President Duterte would again repeat his plea to Congress in the three SONAs that followed – 2018, 2019 and 2020, highlighting the need for Congress to pass the bill creating the DDR.

Rep. Yedda Marie K. Romualdez of Tingog Party-List, a regional party-list group based in Eastern Visayas, is one of the strongest advocates for the creation of the DDR. She once mentioned that even prior to President Duterte’s first SONA, she personally wrote to the President, asking him to include the creation of the disaster agency in his legislative agenda. Romualdez would later on file a bill that was the first to propose a “department-level” disaster management agency. She would eventually chair the technical working group that would prepare the consolidated substitute DDR bill.

The House of Representatives was quick to respond to the President’s call. In 2018, the lower house passed its version of the DDR bill. The Senate counterpart bill, however, never passed committee deliberations. As a result, the Seventeenth Congress failed to approve the proposed legislative measure on time.

Disaster resilience advocates are worried the same dismal turn of events might happen again. Thankfully, the DDR bill was refiled in the Eighteen Congress and last September 21, the House of Representatives was able to approve its version of the Disaster Resilience Act on third and final reading.

Sadly, the Senate version still appears to be languishing at the committee level.

Hopefully, the Senate will no longer disappoint the Filipino people, especially regions and provinces that are most vulnerable large-scale natural disasters.

Once signed into law, the bill would create the Department of Disaster Resilience, which would be the primary government agency responsible for “leading, organizing, and managing national effort to reduce disaster risk, prepare for and respond to disasters, recover and rehabilitate, and build forward better after the occurrence of disasters.” The proposed DDR will focus on natural hazards and disasters, taking charge of the three key areas: disaster risk reduction, disaster preparedness and response, and recovery, rehabilitation and building forward better.

Agencies that are now tasked to respond to natural disasters will be integrated into the new department. The Office of Civil Defense (OCD) will serve as the core organization of the DDR and the NDRRMC will be abolished.

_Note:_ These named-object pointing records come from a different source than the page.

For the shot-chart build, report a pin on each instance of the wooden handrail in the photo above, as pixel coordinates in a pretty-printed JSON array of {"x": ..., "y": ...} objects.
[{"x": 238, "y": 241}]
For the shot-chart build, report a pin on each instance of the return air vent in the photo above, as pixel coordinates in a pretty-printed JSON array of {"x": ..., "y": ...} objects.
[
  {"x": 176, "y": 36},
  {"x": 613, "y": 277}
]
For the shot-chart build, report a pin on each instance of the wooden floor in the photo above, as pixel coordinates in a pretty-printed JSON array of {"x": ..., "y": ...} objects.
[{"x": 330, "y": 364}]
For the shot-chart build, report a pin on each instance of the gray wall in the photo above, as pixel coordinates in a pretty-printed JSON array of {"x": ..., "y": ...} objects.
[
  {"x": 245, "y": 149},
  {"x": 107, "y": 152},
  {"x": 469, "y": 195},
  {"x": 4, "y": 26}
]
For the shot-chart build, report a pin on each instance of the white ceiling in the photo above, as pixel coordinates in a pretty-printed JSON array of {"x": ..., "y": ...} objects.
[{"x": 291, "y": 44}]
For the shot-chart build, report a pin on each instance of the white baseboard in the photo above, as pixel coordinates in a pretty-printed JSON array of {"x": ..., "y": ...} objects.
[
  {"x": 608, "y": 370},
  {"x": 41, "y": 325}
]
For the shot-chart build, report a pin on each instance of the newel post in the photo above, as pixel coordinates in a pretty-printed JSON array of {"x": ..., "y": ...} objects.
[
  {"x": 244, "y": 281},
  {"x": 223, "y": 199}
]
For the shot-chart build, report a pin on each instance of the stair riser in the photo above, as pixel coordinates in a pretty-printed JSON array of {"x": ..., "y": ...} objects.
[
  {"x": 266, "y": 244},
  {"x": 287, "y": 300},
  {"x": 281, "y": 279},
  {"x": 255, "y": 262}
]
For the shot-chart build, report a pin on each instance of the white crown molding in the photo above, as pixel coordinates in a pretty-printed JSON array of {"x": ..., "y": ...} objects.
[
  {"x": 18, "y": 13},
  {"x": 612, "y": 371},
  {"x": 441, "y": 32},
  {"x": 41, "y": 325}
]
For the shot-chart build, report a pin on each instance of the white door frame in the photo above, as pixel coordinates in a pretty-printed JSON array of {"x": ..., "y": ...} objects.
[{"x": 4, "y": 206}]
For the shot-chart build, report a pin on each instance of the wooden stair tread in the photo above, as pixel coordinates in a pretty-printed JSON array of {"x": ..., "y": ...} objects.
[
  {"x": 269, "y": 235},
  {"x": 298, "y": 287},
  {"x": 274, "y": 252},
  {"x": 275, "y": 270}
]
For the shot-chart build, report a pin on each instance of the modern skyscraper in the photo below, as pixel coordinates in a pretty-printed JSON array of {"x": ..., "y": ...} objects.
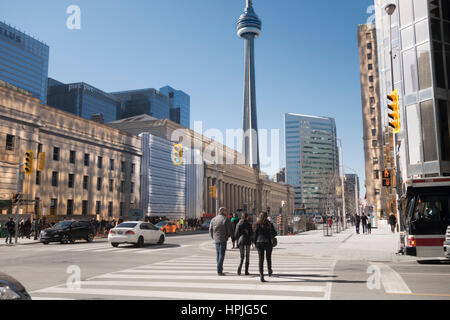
[
  {"x": 23, "y": 61},
  {"x": 421, "y": 68},
  {"x": 166, "y": 104},
  {"x": 372, "y": 118},
  {"x": 180, "y": 107},
  {"x": 83, "y": 100},
  {"x": 249, "y": 28},
  {"x": 312, "y": 160}
]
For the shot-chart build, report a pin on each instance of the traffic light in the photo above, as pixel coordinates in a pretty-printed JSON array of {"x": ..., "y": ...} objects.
[
  {"x": 15, "y": 198},
  {"x": 213, "y": 191},
  {"x": 395, "y": 108},
  {"x": 177, "y": 157},
  {"x": 41, "y": 161},
  {"x": 28, "y": 167},
  {"x": 387, "y": 178}
]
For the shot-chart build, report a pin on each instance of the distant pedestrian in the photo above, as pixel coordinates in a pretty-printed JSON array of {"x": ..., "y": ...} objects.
[
  {"x": 263, "y": 235},
  {"x": 392, "y": 221},
  {"x": 243, "y": 234},
  {"x": 364, "y": 223},
  {"x": 234, "y": 222},
  {"x": 357, "y": 222},
  {"x": 369, "y": 225},
  {"x": 10, "y": 230},
  {"x": 220, "y": 230}
]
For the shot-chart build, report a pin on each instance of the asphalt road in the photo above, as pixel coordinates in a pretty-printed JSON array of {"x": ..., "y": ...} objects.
[{"x": 184, "y": 268}]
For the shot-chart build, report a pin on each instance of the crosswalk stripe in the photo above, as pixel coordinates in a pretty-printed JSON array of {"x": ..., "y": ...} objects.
[
  {"x": 209, "y": 285},
  {"x": 173, "y": 294}
]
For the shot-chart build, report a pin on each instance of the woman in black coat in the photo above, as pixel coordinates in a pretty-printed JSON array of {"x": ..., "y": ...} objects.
[
  {"x": 263, "y": 235},
  {"x": 243, "y": 236}
]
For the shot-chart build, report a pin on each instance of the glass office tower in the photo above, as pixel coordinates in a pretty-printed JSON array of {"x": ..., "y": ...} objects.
[
  {"x": 421, "y": 65},
  {"x": 311, "y": 156},
  {"x": 83, "y": 100},
  {"x": 23, "y": 61},
  {"x": 181, "y": 105}
]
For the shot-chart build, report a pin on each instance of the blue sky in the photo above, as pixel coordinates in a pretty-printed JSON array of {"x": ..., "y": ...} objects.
[{"x": 306, "y": 58}]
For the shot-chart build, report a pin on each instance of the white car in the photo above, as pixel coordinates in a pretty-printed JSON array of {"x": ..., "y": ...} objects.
[{"x": 135, "y": 232}]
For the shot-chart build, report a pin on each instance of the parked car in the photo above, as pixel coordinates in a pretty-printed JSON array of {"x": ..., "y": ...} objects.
[
  {"x": 11, "y": 289},
  {"x": 135, "y": 232},
  {"x": 68, "y": 231},
  {"x": 167, "y": 227},
  {"x": 205, "y": 226},
  {"x": 447, "y": 243}
]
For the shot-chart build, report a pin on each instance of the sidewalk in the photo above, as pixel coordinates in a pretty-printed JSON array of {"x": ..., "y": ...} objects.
[{"x": 380, "y": 245}]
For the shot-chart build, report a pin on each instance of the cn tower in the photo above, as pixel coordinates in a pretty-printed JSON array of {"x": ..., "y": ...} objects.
[{"x": 249, "y": 28}]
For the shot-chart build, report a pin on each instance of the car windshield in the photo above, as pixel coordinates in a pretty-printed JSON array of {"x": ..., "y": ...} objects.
[
  {"x": 127, "y": 225},
  {"x": 62, "y": 225}
]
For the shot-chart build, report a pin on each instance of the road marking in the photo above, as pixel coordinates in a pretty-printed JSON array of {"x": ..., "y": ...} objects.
[
  {"x": 209, "y": 285},
  {"x": 392, "y": 281},
  {"x": 173, "y": 294}
]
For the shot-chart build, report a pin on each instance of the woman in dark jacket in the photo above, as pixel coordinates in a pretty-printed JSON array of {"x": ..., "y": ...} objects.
[
  {"x": 263, "y": 234},
  {"x": 243, "y": 236}
]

Despite earlier assurances that the Senate will prioritize the DDR measure, its action on the bill remains much wanting. Senate President Vicente Sotto III once raised the possibility of approving the Senate version before the Senate takes its Christmas break last year, but that did not push through.

Since then, natural disasters have continued to plague our country. These include the eruption of Taal Volcano in January and the super typhoon Rolly just this week, displacing and putting at risk entire communities.

While it seems that the entire country agrees that strengthening our disaster management capability must be of utmost priority, the Senate appears to be out of touch, and even the President’s pleas to the upper house have fallen on deaf ears.

Until the Senate finds it in its heart to act with dispatch, our resilience to the impact of natural disasters will have to wait, our need for a better equipped and stronger disaster management agency will stay unresolved and the lives, safety and well-being of a great number of our people will remain at risk.